Ora si sono divisi ma si incontrano per scambiarsi alcune consegne: hanno due figli, Cosmo e Nicola, e devono organizzarsi per gestirli; lo fanno una sera al ristorante.

Il libro si incentra lì: se fosse un film si svolgerebbe in un’unica scena, più un numero imprecisato di flashback e flashforward.

(Ho scoperto dopo aver scritto il pezzo, ricercando un’immagine, che il film è stato già prodotto).

L’io narrante rimbalza tra Delia e Gaetano, ripetendo anche le stesse situazioni da due punti di vista differenti. Non c’è ordine cronologico nel flusso dei pensieri dei due. Ricordi personali di infanzia si intrecciano con quelli freschi del giorno precedente, racconti di vita familiare dell’uno sorvolano i dettagli della vita lavorativa dell’altro. Emergono in questo quadro anche le figure dei rispettivi genitori e delle loro personalità.

Lo stile è semplice, asciutto: frasi brevi a volte prive del predicato, solo soggetto e complemento, come piace a me.

La terminologia è concreta, talora triviale: fica, scopare, sborare vengono buttati in mezzo alla frase, senza circonlocuzioni complesse, ma senza scadere nella volgarità, anzi il discorso si mantiene ad un livello superiore, non c’è un fabiovolizzamento della storia.

In alcuni punti rileggo un po’ quegli incontri carnali e istintivi di Timoteo ed Italia, protagonisti di ‘Non ti muovere’.

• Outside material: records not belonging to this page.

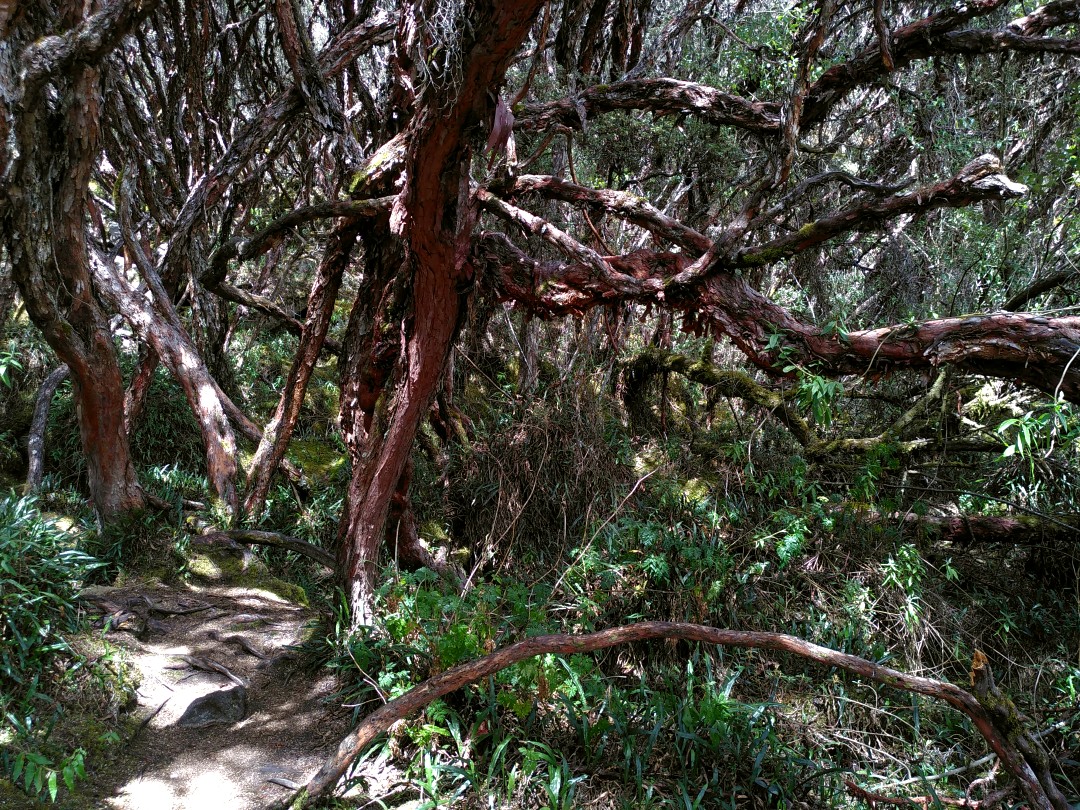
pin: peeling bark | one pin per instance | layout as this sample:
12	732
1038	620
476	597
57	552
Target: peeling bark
1037	785
36	442
321	301
433	218
43	213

Diversamente dal classico approccio al tema della separazione, dove l’io narrante usa sedersi dalla parte della ragione e definire l’altro un mostro, in questo racconto non esiste un punto di vista preferenziale, non è Delia a sfogarsi o Gaetano ad accusare la ex moglie.

Sembra quasi che tra loro, o almeno da parte di uno dei due, esista ancora un briciolo di legame, soffocato da sentimenti negativi prevaricatori. Non c’è una vittima o un carnefice, ciascuno viene presentato con la sua quota di responsabilità.

Nella seconda metà del libro si leggono i fatti che sono avvenuti in concomitanza della separazione, ma non c’è un chiaro nesso di causa-effetto.

Come un pittore impressionista l’autrice picchetta la tela, in questo caso le pagine, con piccole macchioline di vita vissuta o di ambizioni e aspettative che nell’assieme danno vita al quadro.

E io, per esprimere il giudizio complessivo, sento la necessità di allontanarmi dal quadro ed osservare più a distanza l’insieme.